Little Heads, Big Pain: When Migraine Starts in Childhood

Abdominal migraine. Cyclic vomiting. The “growing pains” that aren’t growing pains. Understanding pediatric migraine — and helping the children who suffer in silence.

By Rustam Iuldashov

30 years lived experience with chronic migraine | Sources: 25 peer-reviewed references including Lancet Neurology (n=204 countries), N Engl J Med (n=328; n=237), J Headache Pain (n=48 studies), JAMA, Brain Sciences | Last updated: March 7, 2026

Medical Review: This content is based on peer-reviewed research from Lancet Neurology, New England Journal of Medicine, JAMA, Brain Sciences, Journal of Headache and Pain, European Journal of Pediatrics, Pediatric Neurology, and Journal of Pediatric Gastroenterology and Nutrition.

Important Notice: This article is for informational purposes only and does not replace professional medical advice. The author is not a licensed physician or healthcare professional. Always consult your child’s doctor before making changes to their treatment plan.

Key Takeaways

  • Migraine is the #1 neurological cause of disability in children and adolescents worldwide[1, 24]
  • Before puberty, boys get migraine more often than girls — the ratio reverses after hormonal changes[4]
  • Abdominal migraine, cyclic vomiting syndrome, and migraine headache may be three age-dependent phases of the same disorder[12]
  • In August 2025, fremanezumab (Ajovy) became the first CGRP therapy approved for pediatric migraine prevention (ages 6–17, ≥45 kg), based on the SPACE trial (n=237)[15, 16]
  • CBT combined with medication shows sustained improvement in 86–88% of pediatric chronic migraine patients at one year[4, 18]
  • Self-compassion is measurably therapeutic for chronic pain: less interference, better adjustment, fewer depressive symptoms[21, 23]
* * *

The Boy in the Dark Room

He’s seven. He’s lying on the bathroom floor because the tile is cool and everything else is too loud. His mother stands in the doorway, trying to decide if this is real.

It is.

Migraine is the leading cause of neurological disability in children and adolescents worldwide.[1] Not one of many causes. The first. The Global Burden of Disease 2021 analysis — covering 204 countries and 37 neurological conditions — places migraine above every other neurological disorder in disability among young people.[1, 24] It affects 1.16 billion people globally.[1] Roughly one in nine children in any classroom has it.[3]

And yet. Pediatric headache remains the most underfunded pediatric disease category when measured against public research dollars.[2] The most disabling condition gets the least attention. That’s not a paradox. That’s a failure.

If you grew up with migraine, you know this failure intimately. You heard the words: You’re too young for headaches. It’s just growing pains. You’re looking for attention. If your child now holds their head and cries the same way you once did — this article exists so you never have to guess what’s happening again.

* * *

Before Puberty, It’s the Boys

Most people assume migraine is a woman’s disease. Before puberty, it’s the opposite.

Pre-pubertal boys have higher migraine prevalence than girls.[4] The ratio flips after puberty, driven by estrogen fluctuations and shifts in follicle-stimulating hormone that amplify female migraine sensitivity.[4] A school-based study found 10.4% of children met migraine criteria — and 1.7% already qualified as chronic, meaning 15 or more headache days per month.[4]

Fifteen days.

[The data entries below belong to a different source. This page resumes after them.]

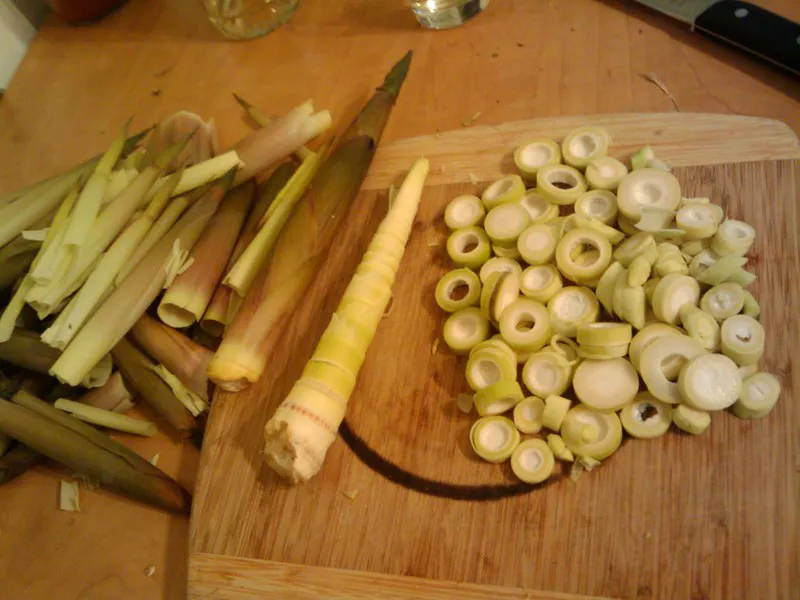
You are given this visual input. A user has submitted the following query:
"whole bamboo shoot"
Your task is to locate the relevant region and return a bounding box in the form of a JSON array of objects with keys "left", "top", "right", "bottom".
[
  {"left": 209, "top": 53, "right": 411, "bottom": 391},
  {"left": 264, "top": 159, "right": 429, "bottom": 483}
]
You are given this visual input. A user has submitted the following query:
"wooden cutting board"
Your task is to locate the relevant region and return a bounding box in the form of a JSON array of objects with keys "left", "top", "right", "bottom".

That’s every other day. In a child.

The damage compounds fast. Children with migraine miss an average of 7.8 school days per three-month period.[5] In the US alone, pediatric migraine erases over 150,000 school days annually.[6] Thirty-seven percent of children with migraine report poor performance during attacks; 46% of adolescent headache patients have documented school problems.[7] And in clinical samples, 82% of adolescents with primary headache met criteria for a DSM psychiatric diagnosis — most commonly anxiety.[8]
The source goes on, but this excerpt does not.